Here is the example:
from pyspark.sql.types import DecimalType
import pyspark.sql.functions as F
df = spark.createDataFrame([("-001.399", )],["String"]).withColumn("Decimal", F.col("String").cast(DecimalType(2,1)))
df.show(truncate=False)
+--------+-------+
|String |Decimal|
+--------+-------+
|-001.399|-1.4 |
+--------+-------+
From the result I see that the number in Decimal format is rounded, which is not a desired behavior in my use case.
1. Is it possible to cast String to Decimal without rounding?

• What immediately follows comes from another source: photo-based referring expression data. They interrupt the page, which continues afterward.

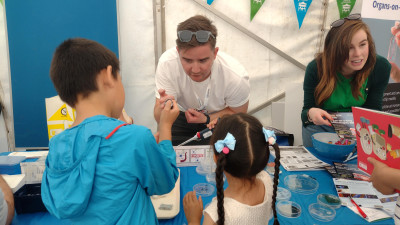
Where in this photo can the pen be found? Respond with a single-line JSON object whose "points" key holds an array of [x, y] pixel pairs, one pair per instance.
{"points": [[358, 208], [349, 157], [353, 157]]}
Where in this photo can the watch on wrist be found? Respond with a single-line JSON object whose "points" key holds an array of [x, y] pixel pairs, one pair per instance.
{"points": [[208, 119], [308, 116]]}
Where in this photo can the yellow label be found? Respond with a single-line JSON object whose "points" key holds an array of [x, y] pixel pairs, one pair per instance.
{"points": [[61, 114]]}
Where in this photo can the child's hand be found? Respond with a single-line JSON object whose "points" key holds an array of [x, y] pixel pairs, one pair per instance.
{"points": [[212, 124], [193, 208], [378, 177]]}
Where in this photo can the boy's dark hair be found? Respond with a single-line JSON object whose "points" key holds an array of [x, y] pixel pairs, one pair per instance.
{"points": [[194, 24], [75, 66], [250, 156]]}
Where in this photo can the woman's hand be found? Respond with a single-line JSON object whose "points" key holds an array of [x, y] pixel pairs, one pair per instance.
{"points": [[319, 116]]}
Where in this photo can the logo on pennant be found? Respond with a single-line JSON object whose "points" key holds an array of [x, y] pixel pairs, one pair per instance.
{"points": [[301, 9], [345, 7], [61, 114], [255, 6]]}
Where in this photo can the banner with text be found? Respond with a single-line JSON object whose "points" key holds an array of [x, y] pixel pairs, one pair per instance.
{"points": [[381, 9], [301, 7], [345, 7], [255, 6]]}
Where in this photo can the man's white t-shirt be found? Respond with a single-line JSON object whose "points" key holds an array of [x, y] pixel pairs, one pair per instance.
{"points": [[228, 84]]}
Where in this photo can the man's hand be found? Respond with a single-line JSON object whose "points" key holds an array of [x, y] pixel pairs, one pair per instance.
{"points": [[318, 116], [160, 104], [194, 116], [193, 208], [164, 97]]}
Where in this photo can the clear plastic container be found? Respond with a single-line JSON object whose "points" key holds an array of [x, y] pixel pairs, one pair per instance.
{"points": [[288, 209], [328, 200], [321, 213], [283, 194], [204, 189]]}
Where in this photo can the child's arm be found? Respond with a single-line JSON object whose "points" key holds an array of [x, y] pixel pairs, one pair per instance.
{"points": [[385, 179]]}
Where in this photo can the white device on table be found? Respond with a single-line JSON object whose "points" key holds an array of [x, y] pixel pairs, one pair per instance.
{"points": [[167, 206]]}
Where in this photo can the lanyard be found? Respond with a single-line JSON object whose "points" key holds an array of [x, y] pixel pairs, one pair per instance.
{"points": [[202, 106]]}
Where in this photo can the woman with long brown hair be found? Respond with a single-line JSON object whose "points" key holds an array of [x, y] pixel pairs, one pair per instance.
{"points": [[347, 73]]}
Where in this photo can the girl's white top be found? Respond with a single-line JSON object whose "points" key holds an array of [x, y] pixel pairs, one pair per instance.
{"points": [[239, 213]]}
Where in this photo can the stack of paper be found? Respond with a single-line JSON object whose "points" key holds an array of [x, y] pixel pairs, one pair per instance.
{"points": [[298, 158]]}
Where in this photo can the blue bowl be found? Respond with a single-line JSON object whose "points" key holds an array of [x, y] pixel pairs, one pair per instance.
{"points": [[321, 142]]}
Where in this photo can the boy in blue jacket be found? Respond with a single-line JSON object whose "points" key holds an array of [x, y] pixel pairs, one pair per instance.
{"points": [[101, 170]]}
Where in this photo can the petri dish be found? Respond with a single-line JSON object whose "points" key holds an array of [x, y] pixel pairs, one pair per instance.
{"points": [[288, 209], [329, 200], [204, 189], [283, 194], [321, 213], [301, 183]]}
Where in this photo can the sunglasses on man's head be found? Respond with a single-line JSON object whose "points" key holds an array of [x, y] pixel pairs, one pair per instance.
{"points": [[201, 35], [340, 22]]}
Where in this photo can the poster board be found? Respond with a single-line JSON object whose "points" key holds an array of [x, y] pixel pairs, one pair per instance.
{"points": [[35, 29]]}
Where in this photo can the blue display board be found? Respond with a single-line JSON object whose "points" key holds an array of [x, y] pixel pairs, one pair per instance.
{"points": [[35, 29]]}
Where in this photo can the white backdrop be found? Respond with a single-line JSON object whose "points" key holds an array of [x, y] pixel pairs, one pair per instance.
{"points": [[270, 74]]}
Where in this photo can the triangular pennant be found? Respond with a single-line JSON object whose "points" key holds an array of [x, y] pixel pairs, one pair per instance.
{"points": [[301, 9], [61, 114], [345, 7], [255, 6]]}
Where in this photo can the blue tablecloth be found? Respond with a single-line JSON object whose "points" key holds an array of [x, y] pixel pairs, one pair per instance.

The expected result would be:
+--------+-------+
|String |Decimal|
+--------+-------+
|-001.399|-1.3 |
+--------+-------+
2. Is it possible to "strictly" cast String to Decimal so that it will return null
if the actual scale does not exactly fit to specified scale?
The expected result would be (like if I would try to cast "-0011.399" to Decimal(2,1)
):
+--------+-------+
|String |Decimal|
+--------+-------+
|-001.399|null |
+--------+-------+
The following regex would only keep 1 digit after the .
decimal point. You could apply this transformation before casting to decimal type.
F.regexp_extract("String", r"^([^.]*(\.\d)?)", 1)
Full test:
from pyspark.sql import functions as F
df = spark.createDataFrame([("-001.399",), ("001.399",), ("-001",), ("001",), ("-001.",), ("001.",), ("-001.39",), ("-001.3",), ("-.39",), (".39",)], ["String"])
df = df.withColumn("String2", F.regexp_extract("String", r"^([^.]*(\.\d)?)", 1))
df = df.withColumn("Decimal", F.col("String2").cast('decimal(2,1)'))
df.show()
# +--------+-------+-------+
# | String|String2|Decimal|
# +--------+-------+-------+
# |-001.399| -001.3| -1.3|
# | 001.399| 001.3| 1.3|
# | -001| -001| -1.0|
# | 001| 001| 1.0|
# | -001.| -001| -1.0|
# | 001.| 001| 1.0|
# | -001.39| -001.3| -1.3|
# | -001.3| -001.3| -1.3|
# | -.39| -.3| -0.3|
# | .39| .3| 0.3|
# +--------+-------+-------+
If you need more digits after the decimal point, you can insert e.g. {0,3}
into the regex (for up to 3 digits after the decimal point).
r"^([^.]*(\.\d{0,3})?)"